She was wrong, of course; the cocoon wasn't airtight, and even if it was, I wouldn't have lived very much longer than anyone else. I was about to tell her this when I noticed something peculiar: in zero-g, her tears were forming tiny bubbles that drifted away from her face. Floating in midair, as if caught by...

An air current. The sort that would be caused by a hull breach.

"That's it!" I yelled, still staring at my sister. "That's how to find it!"

MeeMee glared at me. "What are you...?"

Ignoring her, I pushed myself toward the aft bulkhead hatch marked Galley and yanked it open. The compartment on the other side of the hatch was no more than a cubbyhole, barely large enough for one person. It took only a second to find what I needed: a locker containing a couple of dozen half-liter bottles of water.

I snatched a water bottle from the galley and kicked myself back into the passenger compartment. By then, Logan had retrieved a plastic case from the emergency locker and had returned to the rear of the passenger compartment. "I got the seal kit," he said, then stared at me in bewilderment. "Hey, man, you picked a hell of a time to get a drink of..."

"Watch." I pried open the cap nozzle, pointed the bottle away from me, and squeezed. Water spurted from the nozzle and instantly coalesced into a thick, steady stream of bubbles, each perfectly spherical if not identical in size.

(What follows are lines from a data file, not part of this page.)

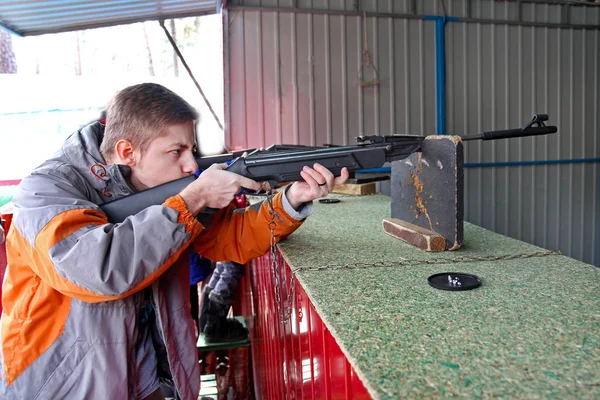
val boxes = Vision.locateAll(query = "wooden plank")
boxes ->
[332,182,376,196]
[383,218,446,252]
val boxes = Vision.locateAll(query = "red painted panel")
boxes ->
[236,255,370,400]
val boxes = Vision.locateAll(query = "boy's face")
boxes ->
[131,121,198,190]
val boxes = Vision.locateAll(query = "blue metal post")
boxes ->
[423,15,458,135]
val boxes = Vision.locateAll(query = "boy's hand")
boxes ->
[286,164,349,210]
[180,164,261,215]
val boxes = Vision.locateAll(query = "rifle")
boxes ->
[100,114,557,223]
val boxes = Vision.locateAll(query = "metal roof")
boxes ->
[0,0,221,36]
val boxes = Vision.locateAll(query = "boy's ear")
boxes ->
[115,139,136,167]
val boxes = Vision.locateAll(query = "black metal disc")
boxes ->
[427,272,481,291]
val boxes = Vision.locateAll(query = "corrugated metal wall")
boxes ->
[226,0,600,265]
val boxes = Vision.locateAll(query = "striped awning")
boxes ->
[0,0,221,36]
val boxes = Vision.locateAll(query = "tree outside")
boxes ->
[0,15,224,183]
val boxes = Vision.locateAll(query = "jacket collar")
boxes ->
[62,121,136,202]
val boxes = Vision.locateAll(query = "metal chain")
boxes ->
[267,190,296,324]
[292,250,562,273]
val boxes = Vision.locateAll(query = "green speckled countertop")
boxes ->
[279,195,600,399]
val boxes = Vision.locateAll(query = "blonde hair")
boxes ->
[100,83,198,160]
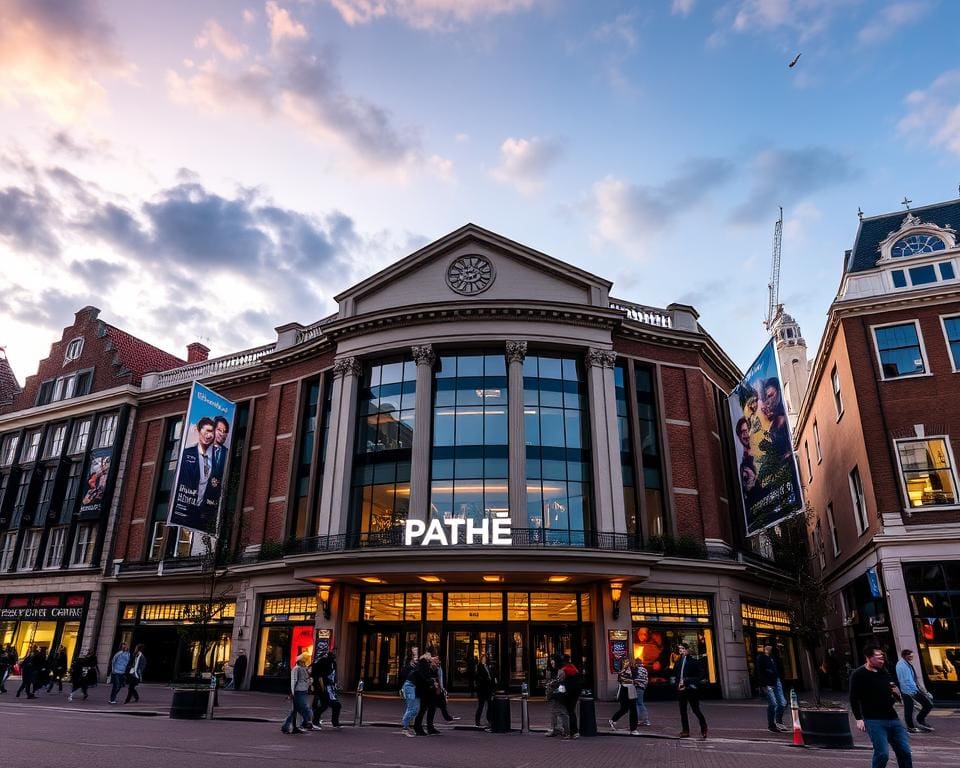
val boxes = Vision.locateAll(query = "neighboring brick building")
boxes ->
[795,201,960,698]
[0,307,184,656]
[99,225,796,697]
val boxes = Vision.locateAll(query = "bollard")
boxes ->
[520,683,530,733]
[353,680,363,728]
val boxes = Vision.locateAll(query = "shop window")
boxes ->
[896,437,957,508]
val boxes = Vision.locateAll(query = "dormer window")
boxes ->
[890,232,947,259]
[63,336,83,363]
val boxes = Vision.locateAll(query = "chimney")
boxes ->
[187,341,210,364]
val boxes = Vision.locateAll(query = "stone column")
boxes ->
[507,341,530,528]
[317,357,363,536]
[585,348,627,533]
[407,344,437,520]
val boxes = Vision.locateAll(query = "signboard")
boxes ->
[728,339,803,536]
[167,381,236,533]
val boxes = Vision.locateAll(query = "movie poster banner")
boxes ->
[78,448,113,520]
[167,381,236,533]
[728,339,803,536]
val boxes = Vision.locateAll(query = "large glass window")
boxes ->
[430,352,509,520]
[896,437,957,507]
[523,353,593,545]
[351,357,417,544]
[873,323,927,379]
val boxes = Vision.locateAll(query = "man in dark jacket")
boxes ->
[850,645,913,768]
[756,645,788,733]
[673,643,707,739]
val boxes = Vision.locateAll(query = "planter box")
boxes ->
[800,709,853,749]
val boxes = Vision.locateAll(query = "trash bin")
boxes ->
[580,696,597,736]
[489,696,510,733]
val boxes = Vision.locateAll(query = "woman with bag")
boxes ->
[607,659,640,736]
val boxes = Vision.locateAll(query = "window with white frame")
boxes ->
[850,467,870,534]
[940,315,960,373]
[0,435,17,467]
[873,320,928,379]
[830,366,843,419]
[20,429,42,464]
[896,437,957,508]
[70,419,91,453]
[17,528,42,571]
[0,531,17,573]
[827,502,840,557]
[70,523,97,568]
[43,525,67,568]
[63,336,83,363]
[94,413,117,448]
[43,423,67,459]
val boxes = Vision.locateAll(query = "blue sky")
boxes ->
[0,0,960,382]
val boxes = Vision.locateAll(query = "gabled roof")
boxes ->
[845,200,960,272]
[104,323,187,380]
[0,349,20,403]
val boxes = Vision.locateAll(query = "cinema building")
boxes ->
[100,225,796,697]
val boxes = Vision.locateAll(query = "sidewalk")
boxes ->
[0,685,960,747]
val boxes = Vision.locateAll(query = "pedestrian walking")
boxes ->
[607,659,640,736]
[280,653,313,733]
[400,648,420,737]
[474,653,497,728]
[110,643,130,704]
[896,648,933,733]
[311,651,341,728]
[850,644,913,768]
[123,643,147,704]
[673,643,707,739]
[67,649,100,701]
[754,645,789,733]
[633,659,650,725]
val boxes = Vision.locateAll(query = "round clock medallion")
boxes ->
[447,256,497,296]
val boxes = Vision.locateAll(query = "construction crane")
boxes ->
[763,205,783,331]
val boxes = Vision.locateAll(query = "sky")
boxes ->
[0,0,960,384]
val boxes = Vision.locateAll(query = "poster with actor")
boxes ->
[167,382,236,533]
[728,339,803,536]
[79,448,113,520]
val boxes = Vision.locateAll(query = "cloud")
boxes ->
[193,19,247,61]
[897,69,960,155]
[0,0,129,122]
[493,136,563,194]
[731,146,859,224]
[857,0,932,45]
[593,158,734,256]
[328,0,543,31]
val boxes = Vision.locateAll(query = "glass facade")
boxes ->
[430,352,509,521]
[523,353,593,546]
[351,357,417,543]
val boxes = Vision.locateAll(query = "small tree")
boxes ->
[770,505,830,707]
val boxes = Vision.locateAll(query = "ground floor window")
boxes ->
[630,594,720,698]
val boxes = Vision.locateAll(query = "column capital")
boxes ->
[410,344,437,368]
[584,347,617,368]
[333,357,363,376]
[507,341,527,363]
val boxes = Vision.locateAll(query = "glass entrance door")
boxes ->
[446,629,505,691]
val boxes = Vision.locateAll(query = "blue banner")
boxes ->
[728,339,803,536]
[167,381,236,534]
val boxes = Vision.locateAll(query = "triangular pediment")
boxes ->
[335,224,611,318]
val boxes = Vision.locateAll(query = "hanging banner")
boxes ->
[77,448,113,520]
[167,381,236,533]
[728,339,803,536]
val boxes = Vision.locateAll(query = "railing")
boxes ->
[144,344,276,389]
[609,296,671,328]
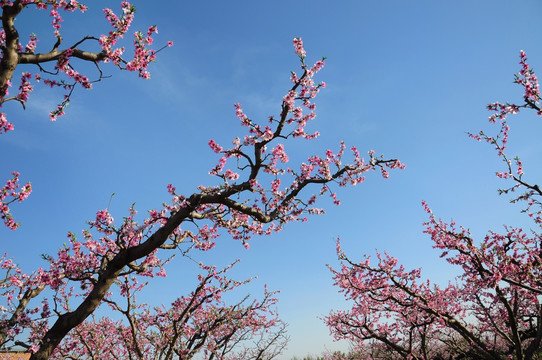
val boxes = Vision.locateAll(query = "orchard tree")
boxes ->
[58,264,288,360]
[0,0,404,360]
[325,51,542,360]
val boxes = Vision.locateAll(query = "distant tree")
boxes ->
[325,52,542,360]
[0,5,404,360]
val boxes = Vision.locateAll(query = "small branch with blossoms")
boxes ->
[0,0,173,230]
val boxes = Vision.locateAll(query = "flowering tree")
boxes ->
[325,52,542,360]
[0,0,173,229]
[0,15,404,360]
[57,264,287,360]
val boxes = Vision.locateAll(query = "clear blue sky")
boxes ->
[0,0,542,359]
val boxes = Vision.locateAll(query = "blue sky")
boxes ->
[0,0,542,359]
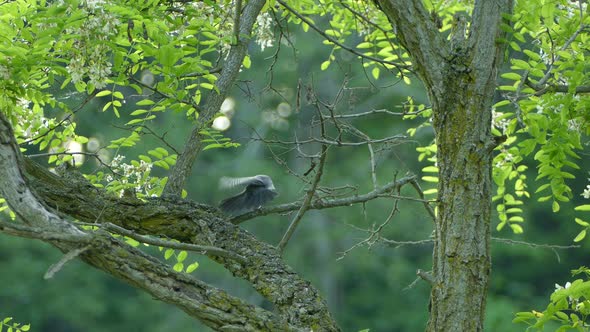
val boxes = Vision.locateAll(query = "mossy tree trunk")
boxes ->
[377,0,513,331]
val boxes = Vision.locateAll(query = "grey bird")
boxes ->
[219,175,279,216]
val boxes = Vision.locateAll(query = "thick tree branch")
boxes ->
[230,175,416,224]
[525,79,590,96]
[19,147,339,331]
[164,0,266,196]
[468,0,513,93]
[0,112,293,331]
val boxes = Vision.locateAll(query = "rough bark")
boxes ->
[0,113,339,331]
[377,0,512,331]
[164,0,266,196]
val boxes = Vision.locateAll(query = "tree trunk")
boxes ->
[375,0,513,331]
[428,74,494,331]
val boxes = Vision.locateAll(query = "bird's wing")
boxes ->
[219,176,260,189]
[244,188,277,209]
[219,191,248,215]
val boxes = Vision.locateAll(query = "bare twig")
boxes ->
[277,0,410,72]
[252,135,407,146]
[99,223,246,263]
[164,0,266,196]
[410,179,436,222]
[277,110,328,253]
[230,175,416,224]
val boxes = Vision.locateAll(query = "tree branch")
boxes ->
[20,147,339,331]
[96,223,246,264]
[164,0,266,196]
[0,112,294,331]
[230,175,416,224]
[374,0,449,87]
[277,0,410,72]
[278,110,328,254]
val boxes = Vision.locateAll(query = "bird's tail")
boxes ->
[219,194,246,215]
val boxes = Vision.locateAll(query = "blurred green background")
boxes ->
[0,20,589,332]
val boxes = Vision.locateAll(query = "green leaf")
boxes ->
[510,224,524,234]
[186,262,199,273]
[173,262,184,272]
[500,73,522,80]
[96,90,112,97]
[551,201,559,213]
[574,229,586,242]
[371,67,379,80]
[242,55,252,68]
[164,249,174,260]
[574,204,590,211]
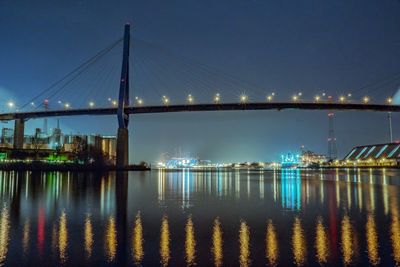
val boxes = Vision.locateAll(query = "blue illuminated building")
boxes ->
[165,158,199,169]
[281,153,300,168]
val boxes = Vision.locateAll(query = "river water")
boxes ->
[0,169,400,266]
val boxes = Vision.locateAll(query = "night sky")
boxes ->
[0,0,400,162]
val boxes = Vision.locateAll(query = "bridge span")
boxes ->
[0,102,400,121]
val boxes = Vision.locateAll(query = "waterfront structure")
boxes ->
[0,24,400,168]
[300,150,327,167]
[335,143,400,166]
[0,124,117,164]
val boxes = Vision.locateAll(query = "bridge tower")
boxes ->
[116,24,130,168]
[328,112,337,160]
[13,119,25,149]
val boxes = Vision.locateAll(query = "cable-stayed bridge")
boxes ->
[0,24,400,167]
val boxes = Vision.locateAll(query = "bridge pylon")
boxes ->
[13,119,25,149]
[116,24,130,169]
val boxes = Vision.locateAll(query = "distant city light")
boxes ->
[240,94,248,103]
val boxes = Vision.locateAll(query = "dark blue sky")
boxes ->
[0,0,400,161]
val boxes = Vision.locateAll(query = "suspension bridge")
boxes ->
[0,24,400,168]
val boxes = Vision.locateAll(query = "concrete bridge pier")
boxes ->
[116,24,130,169]
[116,128,129,169]
[14,119,25,149]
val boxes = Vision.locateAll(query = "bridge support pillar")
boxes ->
[116,128,129,169]
[14,119,25,149]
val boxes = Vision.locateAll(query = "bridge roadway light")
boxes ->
[187,94,193,104]
[162,95,169,105]
[240,94,248,103]
[7,101,15,108]
[214,93,221,104]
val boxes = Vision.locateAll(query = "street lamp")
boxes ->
[214,93,221,104]
[240,94,248,104]
[162,95,169,105]
[187,94,193,104]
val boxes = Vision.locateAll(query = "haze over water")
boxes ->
[0,169,400,266]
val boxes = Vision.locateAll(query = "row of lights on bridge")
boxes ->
[3,92,393,109]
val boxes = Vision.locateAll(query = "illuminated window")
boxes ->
[375,145,388,159]
[356,147,368,159]
[364,146,376,159]
[346,148,357,159]
[388,145,400,158]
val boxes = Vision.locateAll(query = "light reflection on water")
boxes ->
[211,218,224,267]
[315,217,329,264]
[132,212,144,265]
[0,169,400,266]
[265,220,279,266]
[160,215,170,266]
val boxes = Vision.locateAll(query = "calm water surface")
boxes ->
[0,169,400,266]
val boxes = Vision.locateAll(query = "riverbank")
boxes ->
[0,161,150,172]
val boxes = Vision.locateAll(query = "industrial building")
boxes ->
[0,124,117,164]
[338,143,400,167]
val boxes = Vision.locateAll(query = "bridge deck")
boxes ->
[0,102,400,120]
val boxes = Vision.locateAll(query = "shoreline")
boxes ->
[0,162,151,172]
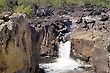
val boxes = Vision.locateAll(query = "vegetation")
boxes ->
[0,0,110,15]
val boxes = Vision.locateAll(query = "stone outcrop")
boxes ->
[0,14,40,73]
[70,8,110,73]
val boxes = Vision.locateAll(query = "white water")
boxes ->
[40,41,81,73]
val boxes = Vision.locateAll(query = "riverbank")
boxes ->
[0,5,110,73]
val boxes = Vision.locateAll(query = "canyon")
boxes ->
[0,5,110,73]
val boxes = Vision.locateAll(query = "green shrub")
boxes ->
[14,5,32,16]
[0,0,6,12]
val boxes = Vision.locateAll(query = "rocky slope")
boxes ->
[0,5,110,73]
[71,6,110,73]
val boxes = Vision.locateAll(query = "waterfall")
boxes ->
[58,41,71,59]
[40,41,81,73]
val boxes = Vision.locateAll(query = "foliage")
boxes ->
[14,5,32,16]
[0,0,110,15]
[0,0,6,12]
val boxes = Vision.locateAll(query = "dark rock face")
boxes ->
[70,6,110,73]
[0,14,41,73]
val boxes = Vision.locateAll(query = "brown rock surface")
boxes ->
[70,6,110,73]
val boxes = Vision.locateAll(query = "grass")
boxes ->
[0,0,110,15]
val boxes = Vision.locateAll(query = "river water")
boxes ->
[39,41,83,73]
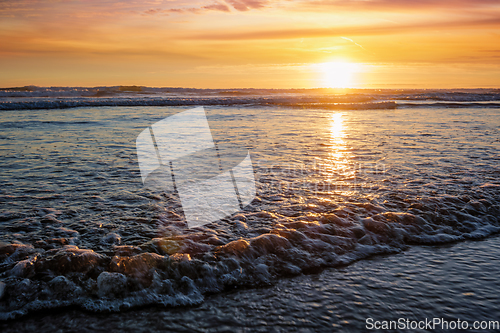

"What are you doing?" Melissa screeched like a cat who was about to get wet. "This is no time to be playing with...!"

"No! He's right!" Logan caught on; he grabbed a ceiling rail and pulled himself back from the water bubbles, making sure that he wasn't in their way. "Watch where they're going!"

The stream dispersed, becoming a cloud...and then the bubble cloud began to move, caught by air currents we couldn't feel but which nonetheless influenced the bubbles' direction. The LTV was no longer rolling--Gordie had regained control of the craft, at least for the moment--so there was no other force to act upon the bubbles.

The bubbles floated downward, slowly at first, then picking up speed as they moved toward the floor. As we watched, they began to form a spiral, much like a tiny waterspout, that jetted toward a spot in the aisle just past the edge of Logan's seat, across the aisle from where Hannah had been during the blowout. The airborne whirlpool disappeared through a tiny hole in the floor, the place where the fragment had punched through.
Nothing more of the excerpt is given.